Hastily I fled the scene, my internal Creepometer whirring, beeping, blinking and screeching.
The second, more severe CWACS resurgence occurred when the Freedom Convoy 2022 passed by Maple Creek on Monday afternoon.
As I moved furtively about, looking for people to interview, an old truism reasserted itself: not everybody adores reporters.
We are as popular as maple bugs and lawyers – but at least lawyers are perceived as smart.
My camera seemed to be viewed almost as a firearm.
I didn’t know it at the time, but impeccable sources have since told me that my slinking with a camera, and a mask around my neck, proved very bothersome to some folk: Was I doing a hatchet job on the convoy?
One person even wondered whether my behaviour warranted a “pantsing”.
And then something else notable happened on Monday.
A driver who happened to be in the convoy, but presumably wasn’t part of it, gave us the finger. Us being the good-humoured group of onlookers watching the passing truckers.
It happened so quickly that I barely processed the gesture. Someone next to me, however, was incensed.
“Doesn’t that guy know we are doing this for people like him?”
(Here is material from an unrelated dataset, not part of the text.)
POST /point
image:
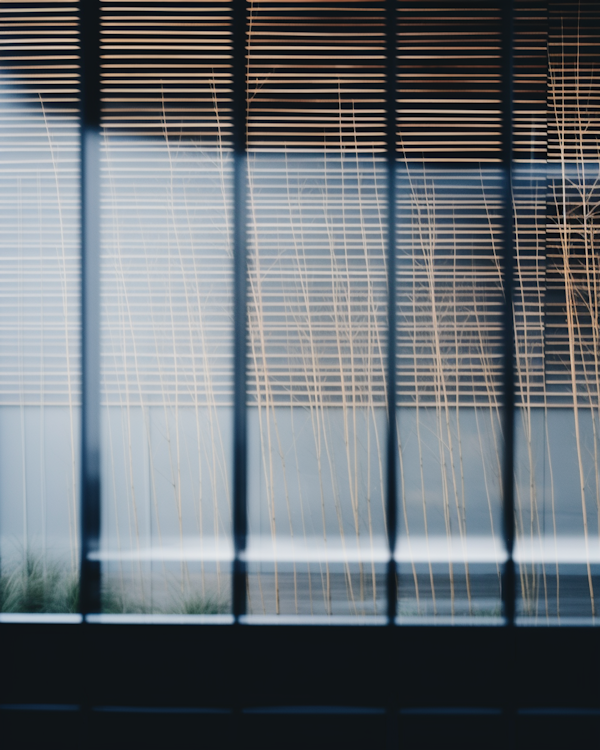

Later, I wondered: Did that guy really raise his middle digit at us, or at the insufferable creep with the Nikon camera, the black toque, and the mask draped around his neck?
You see, that’s what CWACS does … you begin to question everything, especially yourself.
The problems, of course, are all in my silly head. Which leads, I suppose, to a possible cure for my condition, other than binning my camera and my job.
A new head.
Sounds far-fetched?
Well, I hear there has been very promising pig-to-human transplant research.